The stimulus in this work is the richness of contents and the opportunity to be focused on themes of social relevance and this is central for the practice of an architect.

MCD How important is the design relationship between the artist and architect to you?

LC After diverse experiences as a museographer, I have sought out a design relationship with artists. These collaborations without a doubt also present some complexities linked to diverse work methods as well as personalities, but the opportunities that come from this type of exchange are enormous: for the architect, more free scenarios open up, visions that would not have been considered otherwise; the artist is faced with the temporality and the function of a specific place.

This kind of shared think tank is largely unexplored, still experimental.
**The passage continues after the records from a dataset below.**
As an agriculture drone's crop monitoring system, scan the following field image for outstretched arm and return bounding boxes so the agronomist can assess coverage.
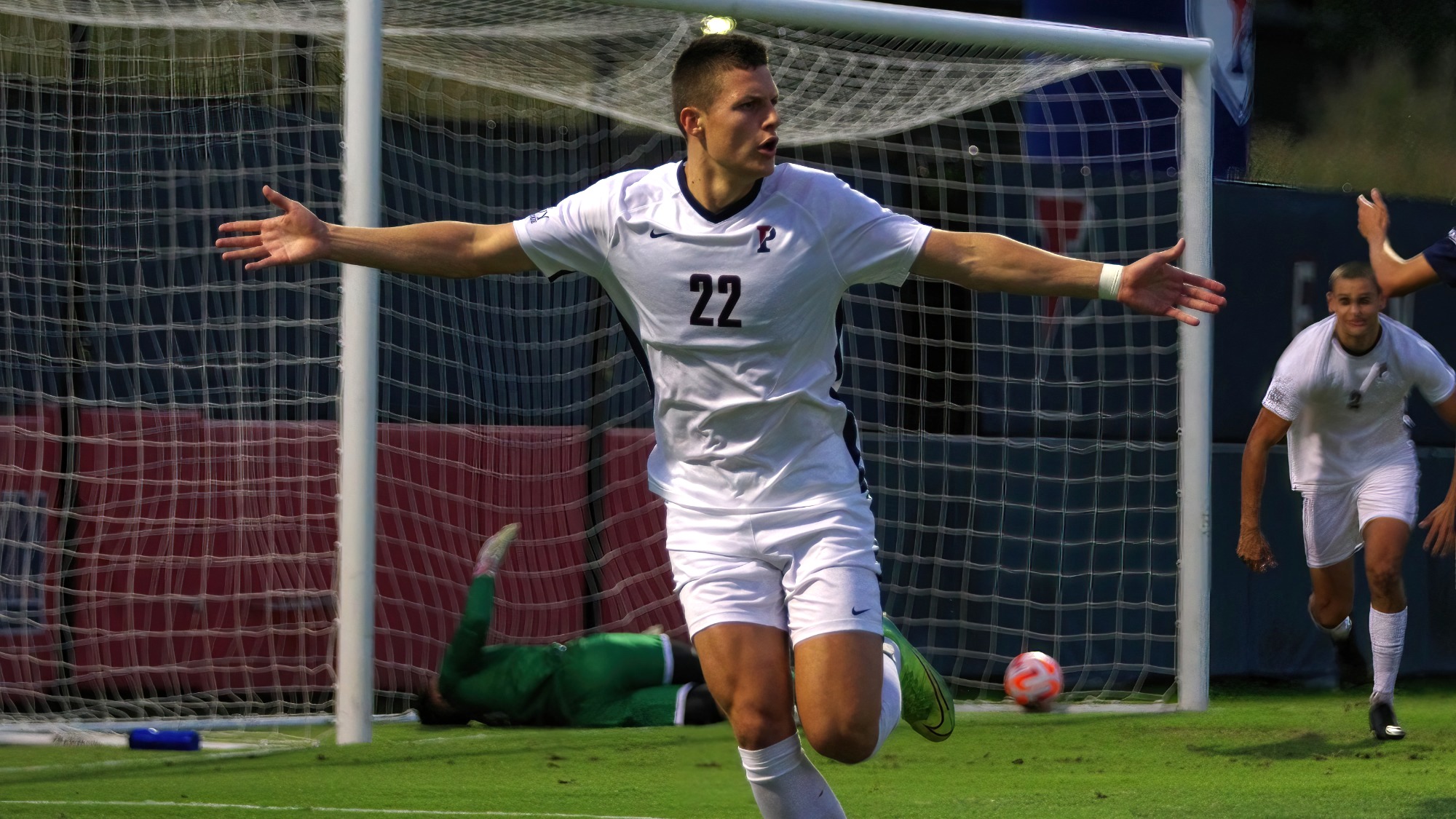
[910,230,1224,325]
[1421,393,1456,555]
[1239,406,1290,571]
[217,185,536,278]
[1356,188,1437,298]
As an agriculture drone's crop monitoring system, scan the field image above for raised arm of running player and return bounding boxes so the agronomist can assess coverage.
[910,230,1224,325]
[217,186,536,278]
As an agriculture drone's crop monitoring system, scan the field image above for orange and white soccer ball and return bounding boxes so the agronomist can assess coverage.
[1006,652,1061,708]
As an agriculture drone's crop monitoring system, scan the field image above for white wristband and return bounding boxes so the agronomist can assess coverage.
[1096,264,1123,301]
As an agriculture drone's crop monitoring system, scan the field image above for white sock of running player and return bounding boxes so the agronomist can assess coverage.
[1370,608,1408,703]
[1309,612,1353,643]
[869,640,901,759]
[738,733,844,819]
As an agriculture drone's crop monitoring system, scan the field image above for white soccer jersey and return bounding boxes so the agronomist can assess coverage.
[515,163,930,510]
[1264,316,1456,491]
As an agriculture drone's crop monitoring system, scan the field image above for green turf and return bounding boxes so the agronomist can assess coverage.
[0,681,1456,819]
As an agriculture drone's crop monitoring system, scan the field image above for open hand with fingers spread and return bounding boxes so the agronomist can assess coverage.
[217,185,329,269]
[1421,499,1456,557]
[1239,529,1278,573]
[1117,239,1227,325]
[1356,188,1390,245]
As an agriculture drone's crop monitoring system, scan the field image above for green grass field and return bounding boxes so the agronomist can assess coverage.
[0,681,1456,819]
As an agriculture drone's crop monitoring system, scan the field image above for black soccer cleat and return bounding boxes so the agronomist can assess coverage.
[1370,701,1405,739]
[1334,636,1370,688]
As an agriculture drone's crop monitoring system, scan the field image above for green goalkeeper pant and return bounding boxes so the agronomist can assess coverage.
[440,576,690,727]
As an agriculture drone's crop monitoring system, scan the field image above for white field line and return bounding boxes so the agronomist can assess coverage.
[0,748,298,774]
[0,799,662,819]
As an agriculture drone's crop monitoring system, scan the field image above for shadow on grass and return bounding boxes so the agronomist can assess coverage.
[0,727,724,787]
[1188,732,1374,759]
[1401,796,1456,819]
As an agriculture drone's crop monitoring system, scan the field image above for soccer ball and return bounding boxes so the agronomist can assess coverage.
[1005,652,1061,710]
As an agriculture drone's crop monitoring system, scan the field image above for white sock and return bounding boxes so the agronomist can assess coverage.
[738,733,844,819]
[1370,608,1408,703]
[1309,612,1351,643]
[869,640,900,759]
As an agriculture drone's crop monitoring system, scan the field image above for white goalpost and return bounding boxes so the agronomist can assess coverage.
[0,0,1211,742]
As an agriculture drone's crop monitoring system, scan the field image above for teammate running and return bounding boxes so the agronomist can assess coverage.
[217,35,1224,819]
[1239,262,1456,739]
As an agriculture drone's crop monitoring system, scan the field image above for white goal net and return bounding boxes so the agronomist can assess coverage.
[0,0,1206,721]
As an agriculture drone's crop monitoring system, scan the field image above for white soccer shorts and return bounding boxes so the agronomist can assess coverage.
[667,497,884,646]
[1305,459,1421,569]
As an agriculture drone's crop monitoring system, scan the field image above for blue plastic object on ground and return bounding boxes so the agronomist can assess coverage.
[128,729,202,751]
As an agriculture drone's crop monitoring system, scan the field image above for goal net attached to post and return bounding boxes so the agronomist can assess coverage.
[0,0,1210,740]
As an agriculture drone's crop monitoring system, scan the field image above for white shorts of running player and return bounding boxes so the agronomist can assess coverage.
[667,497,884,646]
[1305,462,1421,569]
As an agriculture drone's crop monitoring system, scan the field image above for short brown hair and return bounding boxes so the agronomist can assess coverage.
[1329,262,1382,293]
[673,33,769,135]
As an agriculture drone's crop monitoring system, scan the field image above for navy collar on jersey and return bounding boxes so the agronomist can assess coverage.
[677,162,763,224]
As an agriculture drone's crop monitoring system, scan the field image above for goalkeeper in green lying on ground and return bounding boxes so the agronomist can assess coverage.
[415,523,724,729]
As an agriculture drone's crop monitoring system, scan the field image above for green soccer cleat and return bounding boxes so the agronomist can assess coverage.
[884,615,955,742]
[470,523,521,577]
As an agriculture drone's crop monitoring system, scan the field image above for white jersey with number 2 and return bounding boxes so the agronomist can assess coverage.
[1264,316,1456,491]
[514,163,930,512]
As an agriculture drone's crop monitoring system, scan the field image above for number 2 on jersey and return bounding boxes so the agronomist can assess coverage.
[687,272,743,326]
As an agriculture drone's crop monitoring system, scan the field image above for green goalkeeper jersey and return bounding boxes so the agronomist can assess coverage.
[440,576,683,727]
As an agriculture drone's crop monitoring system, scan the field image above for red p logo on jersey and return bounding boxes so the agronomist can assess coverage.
[759,224,779,253]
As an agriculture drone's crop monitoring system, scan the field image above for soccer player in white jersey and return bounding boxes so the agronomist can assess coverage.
[1239,262,1456,739]
[217,35,1223,818]
[1356,188,1456,298]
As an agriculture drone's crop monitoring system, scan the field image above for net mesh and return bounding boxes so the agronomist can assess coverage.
[0,0,1178,720]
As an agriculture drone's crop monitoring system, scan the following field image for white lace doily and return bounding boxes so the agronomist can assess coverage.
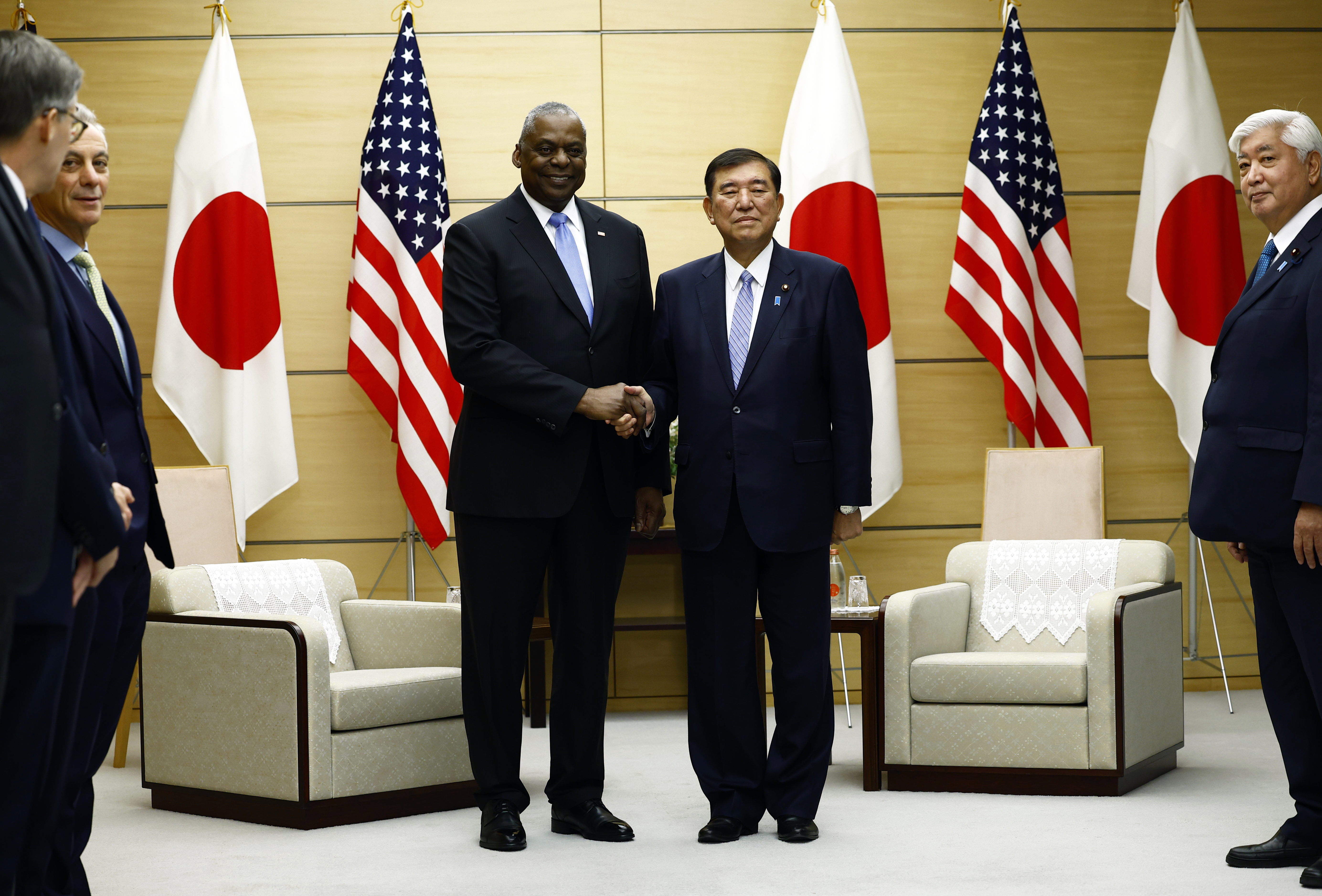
[202,560,340,663]
[978,538,1124,644]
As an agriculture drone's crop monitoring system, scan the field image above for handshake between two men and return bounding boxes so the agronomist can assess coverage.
[574,383,665,538]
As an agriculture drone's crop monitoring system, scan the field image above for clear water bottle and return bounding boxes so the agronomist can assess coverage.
[830,547,849,610]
In those kind of projects the client is often public – for instance, the Garden of Hypnos with the Municipality of Gorgonzola and the Museum of Science in Milan.

Maria Cristina Didero (design professional and independent curator)


Luca Cipelletti (1973) graduated in architecture from Politecnico di Milano in 2001, he started to work, during his students’ years, for Studio Albini Helg Piva in national and international competitions and several architectural projects. While studying at Politecnico, he worked with different institutions to develop other interests as well. From 1992 to 1998 works with the Italian National Chamber of Fashion as press agent for 13 editions of Milano Collezioni Donna. From 1996 to 2001, with Teatro alla Scala, in the cultural promotion of the theatre, first as a member of the coordination of the Youth Group of Fondazione Milano per la Scala, then as a member of the Board of Governors and Executive Committee. From 1998 to 2001, with the Region Lombardy in a long-term survey of museums, followed by the monitoring of museum premises, design projects, publications and lectures on museography and exhibitions. In the year 2000 he founded Milan-based studio AR.CH.IT focused on different themes to urban, architectural and exhibit design as well as artistic direction. In 2003, he also started an on-going cooperation with the United Nations – Millennium Campaign as consultant and art director. Studio AR.CH.IT, in conjunction with researching, has several ongoing projects such as the architectural redevelopment of the National Museum of Science and Technology in Milan, The Garden of Hypnos with artists Anne and Patrick Poirier.